Frédéric hoche la tête, satisfait. Il aime que le divorce se déroule de façon civilisée. Il s’est toujours pris pour un homme généreux.
Sa générosité, pourtant, s’arrête toujours là où commencent ses finances personnelles. Pendant les quinze années de mariage, il n’a laissé passer aucune occasion de rappeler à Capucine qu’elle était arrivée « sur son territoire ».
Sauf que ce territoire, à l’époque, n’est qu’une triste boîte en béton de trois pièces, sans meubles et sans le moindre début de confort. Frédéric répétait fièrement que l’important, c’était les mètres carrés, et qu’on pouvait très bien dormir sur un matelas. Il est d’ailleurs d’une radinerie maladive en matière de vie quotidienne. Toutes ses économies filent dans de belles voitures, qu’il fait, par précaution, immatriculer au nom de sa mère, Gisèle Delaunay.
Capucine, une femme aux revenus confortables et au goût très sûr, n’a pas la moindre intention de vivre dans un confort spartiate. Il lui faut du confort. Dès les premiers mois du mariage, elle meuble tout l’appartement, de fond en comble, sur ses économies personnelles.
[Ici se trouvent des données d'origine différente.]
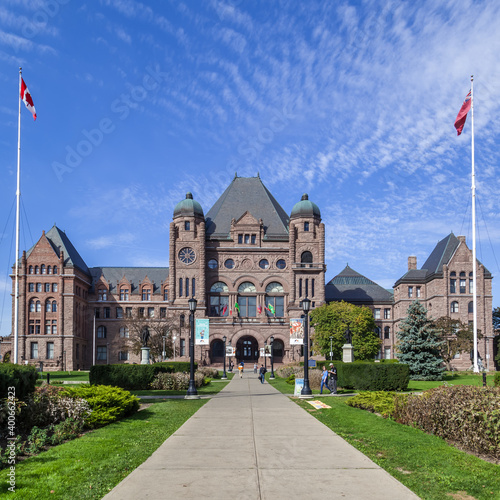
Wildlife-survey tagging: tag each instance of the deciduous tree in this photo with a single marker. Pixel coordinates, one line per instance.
(332, 320)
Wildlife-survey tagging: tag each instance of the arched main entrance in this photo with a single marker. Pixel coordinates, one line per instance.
(247, 349)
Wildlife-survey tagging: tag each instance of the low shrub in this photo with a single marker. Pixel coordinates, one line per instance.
(133, 377)
(21, 377)
(176, 381)
(108, 404)
(376, 401)
(209, 372)
(465, 414)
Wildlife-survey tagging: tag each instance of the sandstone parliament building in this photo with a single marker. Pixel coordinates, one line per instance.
(241, 256)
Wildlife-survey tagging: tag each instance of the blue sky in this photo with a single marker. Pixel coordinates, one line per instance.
(351, 102)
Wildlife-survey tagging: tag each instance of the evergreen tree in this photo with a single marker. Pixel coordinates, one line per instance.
(419, 345)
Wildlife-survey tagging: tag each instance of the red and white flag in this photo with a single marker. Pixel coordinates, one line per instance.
(462, 114)
(26, 97)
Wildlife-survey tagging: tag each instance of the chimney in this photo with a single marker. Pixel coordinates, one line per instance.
(412, 262)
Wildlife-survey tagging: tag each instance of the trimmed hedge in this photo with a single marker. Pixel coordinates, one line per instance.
(370, 376)
(21, 377)
(133, 377)
(373, 376)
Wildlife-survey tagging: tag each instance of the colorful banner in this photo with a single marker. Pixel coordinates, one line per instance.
(201, 332)
(296, 331)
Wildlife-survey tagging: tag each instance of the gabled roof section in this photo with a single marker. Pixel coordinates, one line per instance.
(134, 275)
(441, 254)
(242, 195)
(351, 286)
(60, 242)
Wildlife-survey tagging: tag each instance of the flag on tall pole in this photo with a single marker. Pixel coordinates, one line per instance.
(462, 114)
(26, 97)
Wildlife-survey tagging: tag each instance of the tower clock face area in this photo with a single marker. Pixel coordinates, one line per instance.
(187, 255)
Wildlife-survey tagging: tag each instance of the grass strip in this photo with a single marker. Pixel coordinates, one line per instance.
(90, 466)
(427, 465)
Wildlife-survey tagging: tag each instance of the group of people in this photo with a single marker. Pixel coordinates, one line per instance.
(329, 379)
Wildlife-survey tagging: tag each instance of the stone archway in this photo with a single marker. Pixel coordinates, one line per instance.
(247, 349)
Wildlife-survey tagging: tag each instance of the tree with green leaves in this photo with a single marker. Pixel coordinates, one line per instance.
(332, 320)
(419, 345)
(456, 338)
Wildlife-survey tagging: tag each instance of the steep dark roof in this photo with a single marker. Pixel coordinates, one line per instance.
(133, 274)
(441, 254)
(59, 241)
(247, 194)
(351, 286)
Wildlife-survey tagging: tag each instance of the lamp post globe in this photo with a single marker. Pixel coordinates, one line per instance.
(306, 390)
(192, 393)
(272, 357)
(224, 376)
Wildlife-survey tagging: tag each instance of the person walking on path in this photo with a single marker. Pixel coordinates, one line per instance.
(262, 374)
(324, 380)
(332, 379)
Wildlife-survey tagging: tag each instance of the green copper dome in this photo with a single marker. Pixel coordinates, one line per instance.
(305, 208)
(188, 208)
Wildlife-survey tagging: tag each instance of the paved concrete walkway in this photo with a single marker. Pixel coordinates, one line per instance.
(251, 442)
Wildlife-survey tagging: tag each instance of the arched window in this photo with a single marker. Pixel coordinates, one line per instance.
(219, 299)
(387, 332)
(247, 303)
(274, 300)
(306, 257)
(247, 287)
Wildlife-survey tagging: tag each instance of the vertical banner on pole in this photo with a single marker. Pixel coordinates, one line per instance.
(202, 327)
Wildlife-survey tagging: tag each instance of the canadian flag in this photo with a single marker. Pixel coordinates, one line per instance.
(26, 97)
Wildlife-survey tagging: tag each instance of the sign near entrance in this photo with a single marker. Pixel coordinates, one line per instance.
(296, 331)
(202, 332)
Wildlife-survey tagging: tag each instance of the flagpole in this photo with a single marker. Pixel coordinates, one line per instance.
(474, 260)
(18, 197)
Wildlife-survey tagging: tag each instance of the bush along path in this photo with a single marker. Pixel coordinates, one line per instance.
(89, 467)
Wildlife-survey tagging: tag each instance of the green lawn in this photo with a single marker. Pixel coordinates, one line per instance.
(90, 466)
(426, 464)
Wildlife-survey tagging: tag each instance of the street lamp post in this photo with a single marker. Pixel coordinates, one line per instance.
(192, 393)
(272, 357)
(306, 390)
(224, 376)
(265, 357)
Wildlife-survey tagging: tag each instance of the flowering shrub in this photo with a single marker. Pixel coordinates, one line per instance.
(176, 381)
(108, 404)
(465, 414)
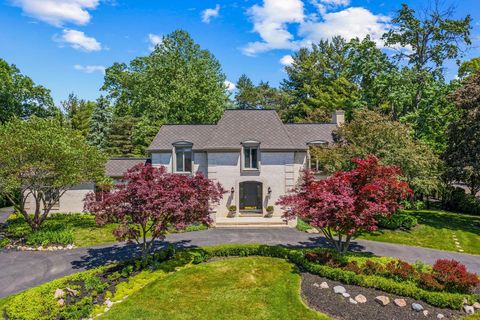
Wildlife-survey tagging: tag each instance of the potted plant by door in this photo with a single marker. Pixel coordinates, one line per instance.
(232, 211)
(270, 211)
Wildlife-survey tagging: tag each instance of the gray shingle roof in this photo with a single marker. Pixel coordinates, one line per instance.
(237, 126)
(118, 166)
(303, 133)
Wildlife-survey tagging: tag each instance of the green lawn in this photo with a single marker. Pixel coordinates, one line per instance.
(238, 288)
(62, 229)
(436, 230)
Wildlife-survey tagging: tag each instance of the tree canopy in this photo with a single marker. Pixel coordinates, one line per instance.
(179, 82)
(21, 97)
(40, 160)
(391, 141)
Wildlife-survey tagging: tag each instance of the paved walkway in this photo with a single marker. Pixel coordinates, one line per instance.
(23, 270)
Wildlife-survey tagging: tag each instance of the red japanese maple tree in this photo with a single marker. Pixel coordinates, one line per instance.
(149, 201)
(346, 203)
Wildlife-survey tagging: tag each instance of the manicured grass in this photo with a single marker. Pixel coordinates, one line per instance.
(238, 288)
(65, 228)
(436, 230)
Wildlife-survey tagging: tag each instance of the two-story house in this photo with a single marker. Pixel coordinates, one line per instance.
(255, 157)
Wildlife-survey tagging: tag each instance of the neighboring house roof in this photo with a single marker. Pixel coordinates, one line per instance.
(116, 167)
(238, 126)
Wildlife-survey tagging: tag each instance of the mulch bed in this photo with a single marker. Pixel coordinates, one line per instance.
(338, 307)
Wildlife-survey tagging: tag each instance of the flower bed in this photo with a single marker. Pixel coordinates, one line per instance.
(96, 290)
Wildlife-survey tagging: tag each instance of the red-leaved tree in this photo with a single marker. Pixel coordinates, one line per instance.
(346, 203)
(149, 201)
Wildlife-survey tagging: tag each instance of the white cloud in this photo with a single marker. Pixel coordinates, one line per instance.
(89, 69)
(58, 12)
(286, 60)
(349, 23)
(275, 20)
(271, 21)
(208, 14)
(154, 39)
(78, 40)
(230, 85)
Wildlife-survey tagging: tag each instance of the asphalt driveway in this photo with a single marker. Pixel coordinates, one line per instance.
(23, 270)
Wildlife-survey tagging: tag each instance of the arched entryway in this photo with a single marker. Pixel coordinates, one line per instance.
(250, 197)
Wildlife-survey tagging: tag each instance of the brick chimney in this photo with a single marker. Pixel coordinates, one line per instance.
(338, 117)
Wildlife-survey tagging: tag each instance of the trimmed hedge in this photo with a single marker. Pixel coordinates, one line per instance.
(398, 221)
(39, 302)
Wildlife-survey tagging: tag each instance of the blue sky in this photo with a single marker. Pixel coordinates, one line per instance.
(66, 44)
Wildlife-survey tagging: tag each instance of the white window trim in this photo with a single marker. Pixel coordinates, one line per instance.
(182, 144)
(253, 145)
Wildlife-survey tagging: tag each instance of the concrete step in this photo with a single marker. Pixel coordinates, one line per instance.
(251, 222)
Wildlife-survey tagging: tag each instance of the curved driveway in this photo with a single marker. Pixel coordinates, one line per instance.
(22, 270)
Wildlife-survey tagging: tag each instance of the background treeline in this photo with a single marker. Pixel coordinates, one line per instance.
(398, 102)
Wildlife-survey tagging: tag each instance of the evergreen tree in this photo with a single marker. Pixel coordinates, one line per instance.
(119, 143)
(179, 82)
(100, 124)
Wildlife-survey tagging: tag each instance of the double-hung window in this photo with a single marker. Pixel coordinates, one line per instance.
(183, 157)
(250, 157)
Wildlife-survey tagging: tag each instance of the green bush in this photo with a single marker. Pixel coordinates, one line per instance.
(397, 221)
(39, 302)
(302, 225)
(459, 201)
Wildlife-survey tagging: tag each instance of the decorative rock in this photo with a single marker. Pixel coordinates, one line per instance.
(108, 303)
(400, 302)
(59, 293)
(468, 309)
(339, 289)
(72, 291)
(360, 298)
(417, 307)
(383, 300)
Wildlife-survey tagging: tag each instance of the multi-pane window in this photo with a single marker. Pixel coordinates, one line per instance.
(250, 157)
(183, 156)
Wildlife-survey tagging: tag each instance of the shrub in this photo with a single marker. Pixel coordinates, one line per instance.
(459, 201)
(372, 268)
(400, 270)
(427, 281)
(397, 221)
(302, 225)
(454, 275)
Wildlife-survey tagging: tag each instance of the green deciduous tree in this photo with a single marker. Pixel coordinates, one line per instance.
(392, 142)
(21, 97)
(318, 82)
(462, 156)
(100, 124)
(41, 160)
(178, 82)
(78, 113)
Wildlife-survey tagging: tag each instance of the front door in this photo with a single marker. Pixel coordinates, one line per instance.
(251, 196)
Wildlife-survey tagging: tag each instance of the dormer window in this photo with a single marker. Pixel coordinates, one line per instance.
(251, 155)
(183, 157)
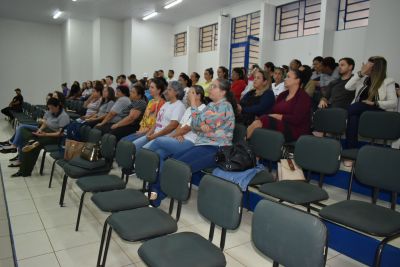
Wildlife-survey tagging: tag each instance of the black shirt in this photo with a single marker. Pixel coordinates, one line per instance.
(337, 95)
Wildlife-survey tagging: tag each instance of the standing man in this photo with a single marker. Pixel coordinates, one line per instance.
(15, 105)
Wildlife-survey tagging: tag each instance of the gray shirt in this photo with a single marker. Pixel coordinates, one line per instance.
(55, 123)
(119, 106)
(337, 95)
(105, 108)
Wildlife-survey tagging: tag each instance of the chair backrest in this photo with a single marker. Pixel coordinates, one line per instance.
(289, 236)
(84, 132)
(267, 144)
(175, 179)
(330, 120)
(383, 125)
(146, 165)
(107, 146)
(377, 167)
(239, 133)
(125, 155)
(220, 202)
(94, 136)
(318, 154)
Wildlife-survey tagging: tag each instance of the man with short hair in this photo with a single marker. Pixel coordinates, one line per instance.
(295, 64)
(317, 66)
(110, 81)
(329, 71)
(15, 105)
(335, 95)
(171, 74)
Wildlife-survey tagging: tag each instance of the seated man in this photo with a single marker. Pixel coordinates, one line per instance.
(53, 124)
(15, 105)
(335, 94)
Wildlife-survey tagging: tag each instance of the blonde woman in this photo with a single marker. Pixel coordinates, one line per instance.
(374, 91)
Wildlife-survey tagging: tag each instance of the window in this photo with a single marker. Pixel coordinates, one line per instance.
(244, 26)
(353, 14)
(180, 44)
(297, 19)
(208, 38)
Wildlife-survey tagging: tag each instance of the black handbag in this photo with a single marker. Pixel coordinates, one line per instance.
(236, 158)
(90, 152)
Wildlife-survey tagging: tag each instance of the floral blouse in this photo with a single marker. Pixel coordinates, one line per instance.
(221, 120)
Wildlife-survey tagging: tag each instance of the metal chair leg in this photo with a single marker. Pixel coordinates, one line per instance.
(80, 211)
(53, 166)
(350, 183)
(42, 163)
(394, 201)
(103, 236)
(103, 264)
(375, 195)
(63, 189)
(379, 249)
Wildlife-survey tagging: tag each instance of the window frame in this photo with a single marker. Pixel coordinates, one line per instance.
(176, 43)
(213, 41)
(300, 12)
(346, 12)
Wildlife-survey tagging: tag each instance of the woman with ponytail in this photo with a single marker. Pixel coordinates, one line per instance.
(213, 125)
(374, 91)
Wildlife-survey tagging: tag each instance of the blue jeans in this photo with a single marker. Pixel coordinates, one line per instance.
(199, 157)
(166, 146)
(17, 138)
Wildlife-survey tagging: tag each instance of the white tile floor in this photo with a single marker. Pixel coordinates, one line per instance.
(44, 233)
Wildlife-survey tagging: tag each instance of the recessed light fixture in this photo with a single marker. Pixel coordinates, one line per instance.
(57, 14)
(173, 3)
(149, 16)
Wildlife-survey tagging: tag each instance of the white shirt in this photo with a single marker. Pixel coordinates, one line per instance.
(169, 112)
(187, 121)
(278, 88)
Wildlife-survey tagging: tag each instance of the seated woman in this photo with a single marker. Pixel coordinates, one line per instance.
(116, 112)
(259, 100)
(50, 132)
(213, 125)
(168, 118)
(374, 91)
(291, 113)
(132, 114)
(183, 138)
(92, 104)
(156, 89)
(107, 102)
(238, 83)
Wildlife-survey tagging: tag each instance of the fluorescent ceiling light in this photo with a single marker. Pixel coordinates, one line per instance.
(57, 14)
(149, 16)
(173, 3)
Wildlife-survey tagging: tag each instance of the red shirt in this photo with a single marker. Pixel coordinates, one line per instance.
(237, 88)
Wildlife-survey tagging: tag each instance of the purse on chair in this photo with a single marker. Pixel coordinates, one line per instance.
(236, 158)
(90, 152)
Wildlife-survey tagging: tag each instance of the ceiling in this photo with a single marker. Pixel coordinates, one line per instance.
(43, 10)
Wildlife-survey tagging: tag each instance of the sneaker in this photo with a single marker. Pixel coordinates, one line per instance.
(8, 149)
(14, 158)
(29, 148)
(153, 195)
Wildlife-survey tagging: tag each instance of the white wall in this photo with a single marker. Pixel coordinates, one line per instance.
(383, 35)
(107, 47)
(30, 58)
(354, 49)
(152, 47)
(78, 38)
(303, 48)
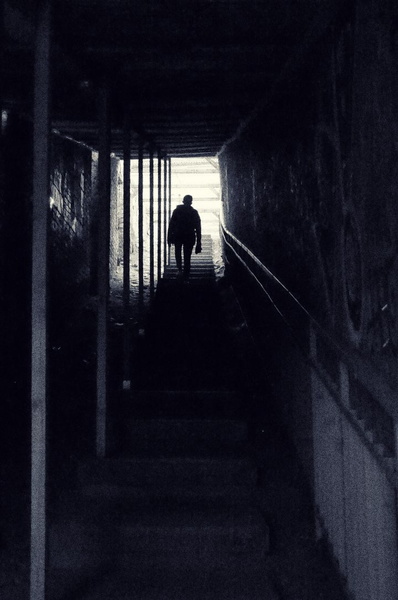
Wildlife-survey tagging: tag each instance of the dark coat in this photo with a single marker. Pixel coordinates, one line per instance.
(185, 226)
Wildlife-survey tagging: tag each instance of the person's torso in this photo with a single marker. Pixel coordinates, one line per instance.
(185, 221)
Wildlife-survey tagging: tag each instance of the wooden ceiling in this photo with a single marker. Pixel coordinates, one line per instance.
(185, 72)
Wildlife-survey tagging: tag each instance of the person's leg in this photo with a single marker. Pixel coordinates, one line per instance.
(187, 259)
(178, 255)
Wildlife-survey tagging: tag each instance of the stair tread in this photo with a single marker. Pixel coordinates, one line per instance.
(159, 584)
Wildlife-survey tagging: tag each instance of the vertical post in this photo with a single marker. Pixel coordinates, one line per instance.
(165, 219)
(141, 226)
(159, 215)
(169, 200)
(41, 139)
(103, 267)
(126, 250)
(151, 226)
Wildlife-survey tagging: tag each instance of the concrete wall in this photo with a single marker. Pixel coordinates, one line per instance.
(310, 186)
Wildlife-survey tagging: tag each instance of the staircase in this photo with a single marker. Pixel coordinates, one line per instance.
(173, 513)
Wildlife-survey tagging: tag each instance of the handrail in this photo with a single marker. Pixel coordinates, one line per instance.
(378, 383)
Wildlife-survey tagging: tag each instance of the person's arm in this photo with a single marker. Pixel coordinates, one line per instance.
(171, 232)
(198, 247)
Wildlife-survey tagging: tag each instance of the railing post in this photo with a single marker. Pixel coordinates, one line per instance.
(40, 201)
(151, 225)
(169, 201)
(165, 220)
(141, 226)
(103, 267)
(126, 251)
(159, 259)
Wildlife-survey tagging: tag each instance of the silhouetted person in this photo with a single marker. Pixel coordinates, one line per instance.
(184, 232)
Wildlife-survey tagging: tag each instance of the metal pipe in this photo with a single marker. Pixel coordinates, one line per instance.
(126, 251)
(151, 226)
(40, 202)
(165, 220)
(103, 267)
(159, 263)
(169, 202)
(141, 226)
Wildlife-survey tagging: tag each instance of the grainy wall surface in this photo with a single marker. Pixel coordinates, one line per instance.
(310, 186)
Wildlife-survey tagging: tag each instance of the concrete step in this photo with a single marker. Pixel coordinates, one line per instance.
(175, 471)
(166, 538)
(189, 403)
(156, 583)
(155, 495)
(188, 431)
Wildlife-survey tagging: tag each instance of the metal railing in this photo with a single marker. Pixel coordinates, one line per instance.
(354, 438)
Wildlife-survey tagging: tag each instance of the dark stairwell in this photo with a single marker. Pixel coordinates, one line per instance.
(201, 495)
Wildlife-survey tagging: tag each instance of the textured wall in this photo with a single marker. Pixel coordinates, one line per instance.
(310, 186)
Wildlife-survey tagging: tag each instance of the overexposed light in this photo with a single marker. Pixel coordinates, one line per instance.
(4, 120)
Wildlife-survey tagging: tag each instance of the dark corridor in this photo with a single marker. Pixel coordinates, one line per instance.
(250, 417)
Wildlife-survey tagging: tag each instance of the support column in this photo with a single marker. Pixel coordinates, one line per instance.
(103, 267)
(151, 227)
(141, 227)
(165, 219)
(169, 200)
(40, 201)
(159, 215)
(126, 251)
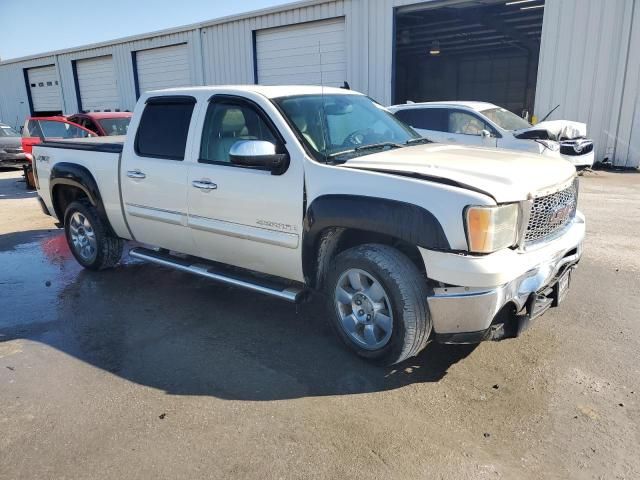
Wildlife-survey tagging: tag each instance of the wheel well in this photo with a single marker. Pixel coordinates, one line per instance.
(333, 241)
(63, 195)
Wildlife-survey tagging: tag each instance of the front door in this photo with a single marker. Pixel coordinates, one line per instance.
(244, 216)
(154, 175)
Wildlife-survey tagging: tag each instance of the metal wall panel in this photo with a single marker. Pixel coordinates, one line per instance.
(96, 80)
(589, 61)
(44, 86)
(14, 101)
(311, 53)
(163, 67)
(588, 68)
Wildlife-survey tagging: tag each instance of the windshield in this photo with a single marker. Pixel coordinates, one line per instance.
(7, 131)
(115, 126)
(337, 125)
(505, 119)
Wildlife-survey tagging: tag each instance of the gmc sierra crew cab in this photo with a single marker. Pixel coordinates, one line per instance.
(291, 189)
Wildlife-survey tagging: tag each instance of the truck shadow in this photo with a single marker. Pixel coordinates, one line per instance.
(188, 336)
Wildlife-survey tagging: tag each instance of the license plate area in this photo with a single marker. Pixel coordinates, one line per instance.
(561, 288)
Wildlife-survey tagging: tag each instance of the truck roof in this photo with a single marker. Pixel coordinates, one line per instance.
(473, 105)
(266, 91)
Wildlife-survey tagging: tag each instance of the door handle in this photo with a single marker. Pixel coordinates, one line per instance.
(204, 185)
(135, 174)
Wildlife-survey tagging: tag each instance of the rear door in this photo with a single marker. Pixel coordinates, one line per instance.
(244, 216)
(154, 174)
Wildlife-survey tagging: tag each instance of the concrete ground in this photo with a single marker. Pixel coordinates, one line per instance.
(142, 372)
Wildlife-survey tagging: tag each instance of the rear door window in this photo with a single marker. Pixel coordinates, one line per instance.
(164, 127)
(425, 118)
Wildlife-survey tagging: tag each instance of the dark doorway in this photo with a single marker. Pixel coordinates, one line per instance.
(475, 50)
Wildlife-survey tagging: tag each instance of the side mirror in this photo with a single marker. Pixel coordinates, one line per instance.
(258, 154)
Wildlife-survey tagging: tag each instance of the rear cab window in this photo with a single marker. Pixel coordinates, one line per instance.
(465, 123)
(434, 119)
(164, 127)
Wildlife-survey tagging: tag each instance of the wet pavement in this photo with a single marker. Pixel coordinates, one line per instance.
(142, 372)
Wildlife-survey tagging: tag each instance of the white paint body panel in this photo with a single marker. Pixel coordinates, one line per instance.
(307, 54)
(46, 95)
(97, 83)
(164, 67)
(232, 224)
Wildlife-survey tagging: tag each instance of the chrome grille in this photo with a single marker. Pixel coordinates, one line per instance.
(551, 213)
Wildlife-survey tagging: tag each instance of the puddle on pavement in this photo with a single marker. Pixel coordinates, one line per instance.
(32, 275)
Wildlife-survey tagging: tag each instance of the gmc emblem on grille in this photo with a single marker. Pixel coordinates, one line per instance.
(560, 214)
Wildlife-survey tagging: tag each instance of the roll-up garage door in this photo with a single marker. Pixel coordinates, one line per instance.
(307, 54)
(163, 67)
(45, 89)
(97, 84)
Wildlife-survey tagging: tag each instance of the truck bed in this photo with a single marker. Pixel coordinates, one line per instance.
(93, 144)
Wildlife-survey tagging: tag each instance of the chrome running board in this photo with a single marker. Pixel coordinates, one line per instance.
(267, 286)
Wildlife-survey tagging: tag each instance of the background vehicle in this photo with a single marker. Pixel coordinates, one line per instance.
(103, 123)
(53, 128)
(11, 152)
(282, 190)
(485, 124)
C’est elle qui commande les meubles de chaque pièce, ainsi qu’une cuisine italienne, de style classique, qui ne se démode jamais. C’est elle qui choisit l’électroménager haut de gamme, paie la pose d’un parquet coûteux, achète les lustres et fait confectionner sur mesure de lourdes tentures assorties.
Puis, Capucine se découvre une passion : les antiquités. Tout au long du mariage, elle se procure peu à peu des pièces élégantes. Frédéric se contente de ricaner : « Ton argent, tes ramasse-poussière, amuse-toi. Tes pièces de musée, je n’en veux pas. »
Il demande néanmoins à sa mère de venir le week-end, pendant que Capucine fera ses cartons.
— Maman, nous divorçons. Tout se passera civilement. Mais surveille Capucine, par précaution, pour qu’elle ne prenne rien de trop chez moi.
— Bien sûr, Fred. J’ai toujours été de ton côté, répond Gisèle.
Mais le destin adore ironiser. Le samedi matin, alors que la mère de Frédéric s’apprête à se rendre chez son fils, sa tension artérielle flambe. Il faut appeler le Samu. Les médecins imposent un repos absolu. La surveillante est hors jeu.
Pendant ce temps, Frédéric range ses affaires dans un sac de voyage en cuir, tout en donnant ses dernières consignes à sa femme.
— Alors voilà, Capucine, dit-il en s’arrêtant dans le couloir pour embrasser du regard son domaine. Prends tes vêtements, tes cosmétiques, tes petits vases. Mais pas de saccage.
Capucine, appuyée au chambranle, croise les bras :
— Qu’appelles-tu saccage ?
— Tu ne touches pas à l’électroménager encastré. Il a été intégré à cette cuisine, il fait donc partie de mon appartement. Le four, le lave-vaisselle, tout reste en place. Et cette commode ancienne, dans la chambre, tu la laisses aussi.
— La commode ? Capucine lève un sourcil. Tu l’appelais du bois de chauffage.
— Océane va l’adorer, coupe Frédéric. Elle est fascinée par la décoration. Elle dit que j’ai un goût remarquable. Alors ne viens pas démolir l’ambiance.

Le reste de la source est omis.